As the debate continues on transgender participation in women's sports, the International Chess Federation (FIDE) is implementing new rules that ban transgender women from competing in women's events.
FIDE developed new policies that go into effect next week that say trans women have "no right" to compete against cisgender women in the events. FIDE said it will do a further analysis over the next two years, at which time its decision could change.
"Such decision should be based on further analysis and shall be taken by the FIDE Council at the earliest possible time, but not longer than within 2 (two) years period. There are no restrictions to play in the open section for a person who has changed the gender," FIDE said.
FIDE also noted that if any player who holds any of the women's titles changes gender, the women's titles are to be abolished.
"Those can be renewed if the person changes the gender back to a woman and can prove the ownership of the respective FIDE ID that holds the title," FIDE said.
The US Chess Federation released a clarification on its policy on Thursday, indicating a policy that was put in place in 2018 allows transgender people to change which gender they compete in one time.
"If it is the first change, your request will be honored by phone. If a subsequent change is requested, a conforming birth certificate will be required," the US Chess Federation said.
The US Chess Federation's current policy was adopted unanimously.

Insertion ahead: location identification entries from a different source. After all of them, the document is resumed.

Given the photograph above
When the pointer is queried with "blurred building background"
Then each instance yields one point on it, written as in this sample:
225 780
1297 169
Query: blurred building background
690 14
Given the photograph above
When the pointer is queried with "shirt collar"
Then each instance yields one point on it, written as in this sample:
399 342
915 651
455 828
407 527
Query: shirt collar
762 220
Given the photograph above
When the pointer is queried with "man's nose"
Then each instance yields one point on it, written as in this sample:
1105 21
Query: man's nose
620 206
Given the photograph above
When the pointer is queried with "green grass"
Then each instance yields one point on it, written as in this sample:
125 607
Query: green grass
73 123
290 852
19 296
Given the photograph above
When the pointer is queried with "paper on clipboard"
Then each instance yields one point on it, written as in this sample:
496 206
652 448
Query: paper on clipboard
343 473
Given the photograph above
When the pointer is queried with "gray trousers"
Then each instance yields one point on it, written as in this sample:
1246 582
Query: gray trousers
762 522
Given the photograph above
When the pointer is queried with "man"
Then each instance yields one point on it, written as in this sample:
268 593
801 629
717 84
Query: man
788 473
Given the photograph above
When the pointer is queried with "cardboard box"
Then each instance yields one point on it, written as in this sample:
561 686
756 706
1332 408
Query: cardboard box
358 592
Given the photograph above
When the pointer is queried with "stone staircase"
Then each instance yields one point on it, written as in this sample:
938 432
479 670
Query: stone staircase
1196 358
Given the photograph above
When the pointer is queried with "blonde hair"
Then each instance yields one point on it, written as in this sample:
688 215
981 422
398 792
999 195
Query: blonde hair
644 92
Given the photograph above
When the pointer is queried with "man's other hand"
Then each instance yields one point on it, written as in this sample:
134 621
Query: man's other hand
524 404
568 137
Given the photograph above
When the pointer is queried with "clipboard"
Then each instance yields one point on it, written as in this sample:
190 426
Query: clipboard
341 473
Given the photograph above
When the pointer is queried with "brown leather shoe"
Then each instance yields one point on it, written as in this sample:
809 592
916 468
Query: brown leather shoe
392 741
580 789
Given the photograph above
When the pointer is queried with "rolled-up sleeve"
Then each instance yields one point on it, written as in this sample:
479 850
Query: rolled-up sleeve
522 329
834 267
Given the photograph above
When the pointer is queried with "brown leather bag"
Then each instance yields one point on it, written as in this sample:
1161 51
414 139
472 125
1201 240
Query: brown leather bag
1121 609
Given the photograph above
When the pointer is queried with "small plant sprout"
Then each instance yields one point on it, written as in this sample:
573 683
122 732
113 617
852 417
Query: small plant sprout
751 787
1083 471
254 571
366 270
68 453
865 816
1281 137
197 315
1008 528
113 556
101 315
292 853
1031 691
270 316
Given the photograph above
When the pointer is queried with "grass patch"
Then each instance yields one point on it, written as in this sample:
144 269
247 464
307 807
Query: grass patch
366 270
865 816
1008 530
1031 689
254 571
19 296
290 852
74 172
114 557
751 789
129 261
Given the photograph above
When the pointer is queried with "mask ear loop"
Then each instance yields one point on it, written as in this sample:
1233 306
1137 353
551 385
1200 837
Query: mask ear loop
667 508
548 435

"US Chess is committed to providing opportunities for everyone to play chess regardless of their race, ethnic or national origin, gender, religion, and sexual orientation," the organization said. "US Chess will recognize an individual’s gender identity that is consistent with the identity they maintain in their nonchess life (e.g. family, social, professional). Changing a gender simply to compete in a special section or single gender event is against the intent and spirit of this policy."
Chess master Yosha Iglesias explained the impact FIDE's decision has on transgender competitors.
"The new regulations will make trans chess players all over the world face a horrible dilemma: transition or quit chess," Iglesias said. "This appalling situation will lead to depression and suicide attempts. Believe me, I know. Been there, and well, done that.
"For trans players and especially women, it will do so much unnecessary harm. To cis players, it will bring no good whatsoever."